Mary Anning

Reseña del libro “Mary Anning. Cazadora de dragones”, de Jordi Bayarri y Dani Seijas


“Este es un tebeo sobre Mary Anning, pero en realidad la ciencia no la hacen grandes genios sino todos los científicos pensando juntos”.

Así arranca Mary Anning. Cazadora de Dragones, este nuevo cómic o tebeo que nos presenta la Colección Científicos, una colección que nunca me cansaré de repetir que no debe faltar en ninguna biblioteca y sobre todo en ningún colegio, un material que agradecerá cualquier profe, ya que son personajes escogidos y esta puede ser la base con la que atraer la curiosidad de futuros investigadores. Están dirigidos a una chavalería que cuanto antes se empiecen a hacer preguntas y a prestar interés por las cosas que les rodean, antes valorarán la opción de dedicarse a la ciencia, o por lo menos a respetar a los científicos.

Reconozco que poco sabía yo de Mary Anning y del resto de los personajes que nos presenta Jordi Bayarri en esta nueva biografía de científicos.

Una vez más una familia que estimula, en este caso por necesidad, la curiosidad de los hijos y su amor por una afición compartida: La búsqueda de fósiles en Blue Lias, una formación rocosa en la cosa de Lyme Regis, donde vive la familia Mary.

Desde muy pequeños los hermanos Joseph y Mary acompañan a su padre, carpintero de profesión, en busca de pequeños fósiles que luego vendían a los turistas de la zona para poder mejorar su precaria situación familiar. Situación que se verá terriblemente complicada cuando fallece el padre siendo aun los hermanos muy jóvenes e inexpertos. A pesar de ello, y de que el hermano tendrá que empezar a “trabajar”, Mary verá que la solución a los problemas familiares tienen que venir de ese mundo que su padre le mostró.

A lo largo del tiempo aparecen personas en nuestra vida que nos aportan amor, enseñanzas, alegría, amistad … Sueños.

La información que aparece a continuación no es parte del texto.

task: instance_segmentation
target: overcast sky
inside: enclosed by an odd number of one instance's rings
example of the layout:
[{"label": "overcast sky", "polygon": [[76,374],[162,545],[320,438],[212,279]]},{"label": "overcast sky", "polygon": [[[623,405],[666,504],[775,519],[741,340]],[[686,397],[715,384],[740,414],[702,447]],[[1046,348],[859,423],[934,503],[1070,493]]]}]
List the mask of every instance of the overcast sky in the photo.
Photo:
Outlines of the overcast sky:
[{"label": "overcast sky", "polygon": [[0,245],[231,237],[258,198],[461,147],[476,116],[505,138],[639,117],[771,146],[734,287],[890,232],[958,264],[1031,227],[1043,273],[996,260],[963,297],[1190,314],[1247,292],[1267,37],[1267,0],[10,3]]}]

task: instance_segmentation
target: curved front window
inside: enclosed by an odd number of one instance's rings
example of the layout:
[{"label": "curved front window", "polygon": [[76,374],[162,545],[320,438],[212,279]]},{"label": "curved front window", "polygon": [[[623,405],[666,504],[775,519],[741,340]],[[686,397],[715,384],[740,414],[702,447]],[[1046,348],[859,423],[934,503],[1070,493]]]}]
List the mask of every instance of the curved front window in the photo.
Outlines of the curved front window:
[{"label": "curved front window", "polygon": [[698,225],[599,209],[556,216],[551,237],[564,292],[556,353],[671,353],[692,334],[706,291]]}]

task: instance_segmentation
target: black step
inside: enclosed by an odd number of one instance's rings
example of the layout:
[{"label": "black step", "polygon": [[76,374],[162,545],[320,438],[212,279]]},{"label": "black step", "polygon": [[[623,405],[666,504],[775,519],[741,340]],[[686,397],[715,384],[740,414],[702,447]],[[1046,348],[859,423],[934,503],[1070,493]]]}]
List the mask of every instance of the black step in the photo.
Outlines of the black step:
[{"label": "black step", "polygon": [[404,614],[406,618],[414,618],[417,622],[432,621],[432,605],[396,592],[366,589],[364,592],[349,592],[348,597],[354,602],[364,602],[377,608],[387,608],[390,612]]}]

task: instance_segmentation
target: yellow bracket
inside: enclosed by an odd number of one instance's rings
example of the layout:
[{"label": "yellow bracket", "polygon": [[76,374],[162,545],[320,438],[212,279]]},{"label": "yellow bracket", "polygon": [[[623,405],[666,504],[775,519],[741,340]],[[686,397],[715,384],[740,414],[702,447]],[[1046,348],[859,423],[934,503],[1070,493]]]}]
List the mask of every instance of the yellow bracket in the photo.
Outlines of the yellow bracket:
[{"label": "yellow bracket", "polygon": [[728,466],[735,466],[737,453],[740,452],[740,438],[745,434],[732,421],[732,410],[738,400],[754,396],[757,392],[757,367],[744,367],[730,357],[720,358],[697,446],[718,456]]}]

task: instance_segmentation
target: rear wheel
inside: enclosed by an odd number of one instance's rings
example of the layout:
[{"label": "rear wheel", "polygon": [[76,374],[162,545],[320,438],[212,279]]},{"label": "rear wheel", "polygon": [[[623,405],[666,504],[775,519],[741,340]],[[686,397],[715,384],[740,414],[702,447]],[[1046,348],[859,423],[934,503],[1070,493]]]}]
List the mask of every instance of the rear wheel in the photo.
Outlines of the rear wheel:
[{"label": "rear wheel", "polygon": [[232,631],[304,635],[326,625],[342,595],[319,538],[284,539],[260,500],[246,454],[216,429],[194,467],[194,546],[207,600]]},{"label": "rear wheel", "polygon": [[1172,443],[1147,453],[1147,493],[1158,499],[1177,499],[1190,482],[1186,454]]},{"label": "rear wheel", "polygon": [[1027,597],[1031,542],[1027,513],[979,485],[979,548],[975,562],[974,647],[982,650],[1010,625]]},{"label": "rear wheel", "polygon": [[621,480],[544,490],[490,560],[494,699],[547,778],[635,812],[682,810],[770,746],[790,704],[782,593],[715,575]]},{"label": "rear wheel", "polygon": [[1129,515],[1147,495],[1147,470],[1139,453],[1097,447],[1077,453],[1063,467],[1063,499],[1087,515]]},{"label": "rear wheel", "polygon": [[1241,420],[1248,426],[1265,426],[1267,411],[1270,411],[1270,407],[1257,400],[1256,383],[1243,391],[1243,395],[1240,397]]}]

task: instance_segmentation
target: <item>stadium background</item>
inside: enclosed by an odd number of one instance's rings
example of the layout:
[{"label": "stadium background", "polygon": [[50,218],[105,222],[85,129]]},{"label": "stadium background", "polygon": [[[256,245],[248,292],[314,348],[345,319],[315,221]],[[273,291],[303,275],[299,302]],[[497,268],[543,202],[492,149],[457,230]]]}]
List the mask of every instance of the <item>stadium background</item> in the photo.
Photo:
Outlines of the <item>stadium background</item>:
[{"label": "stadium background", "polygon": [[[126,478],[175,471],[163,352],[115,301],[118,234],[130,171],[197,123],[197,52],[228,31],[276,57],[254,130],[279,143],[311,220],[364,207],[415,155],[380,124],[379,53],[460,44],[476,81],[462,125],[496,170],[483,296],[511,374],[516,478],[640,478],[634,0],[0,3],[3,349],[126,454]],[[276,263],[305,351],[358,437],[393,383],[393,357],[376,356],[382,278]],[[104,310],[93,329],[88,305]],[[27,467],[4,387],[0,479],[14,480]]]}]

Mary tuvo la suerte de encontrar en su camino a Elizabeth Pfilpot, que junto con sus hermanas tenían una gran colección de fósiles, y le enseñaron lo básico sobre como buscar, y sobre todo le recomendaron libros en los que entender qué tenía que buscar y cómo hacerlo. La estaban preparando para ser una excepcional “Cazadora de dragones”.

También recuerdo al Coronel Birch, al que Bayarri ha dibujado con cara de buena gente, porque es de esas pocas personas que la ayudaron por verdadero amor a la ciencia, a él le vendió Mary Anning, un gran fósil, y éste, viendo en la miseria que vivía la familia Anning, decidió hacer una subasta con sus propios fósiles para entregar el dinero a la familia.

Luego están esas otras personas que no aportan, sino todo lo contrario, se aprovechan de la buena gente, de su trabajo, de su inocencia y sobre todo de su buena fe. De estos personajes Mary encontró demasiados en su vida, algunos que incluso se apropiaron de sus descubrimientos y hasta de su intuición.

Me alegra saber que por lo menos su primer gran descubrimiento, y que le llevó más de un año sacar a la luz y limpiar, no lleva el nombre de ningún señor encopetado, y que finalmente fue denominado como ictiosaurio, que quiere decir “pez lagarto”.

Tras ese hallazgo empezó a ser reconocida por parte de la comunidad científica, aunque siempre había quienes, como el Dr. Everad Home, que en sus artículos se negaba a citar a nuestra amiga, algo que ya no se pudo evitar en 1823 cuando descubrió otro gran dragón, ahora era el esqueleto completo de un enorme reptil marino: un plesiosaurio. Era tan grande y estaba en tan buen estado que muy pronto llamó la atención del zoólogo francés Georges Cuvier, y ya fue imposible silenciar el nombre de nuestra querida Mary Anning.

Ahora, si vamos a llevar a nuestros niños y niñas al museo de ciencias naturales de Londres, o a cualquier otro en el que haya alguna pieza hallada por nuestra protagonista, ya podremos saber todos, como lo sé yo ahora, de qué y de quién estamos hablando.

¿Has escrito un libro y quieres que lo leamos?

Llevar a la chavalería a zonas en las que puedan encontrar algún fósil se puede convertir en una divertida aventura y otra forma de pasar las vacaciones o los fines de semana alejados de pantallas y disfrutando de la naturaleza… ¿Os apuntáis?

De momento vamos a divertirnos con el cómic.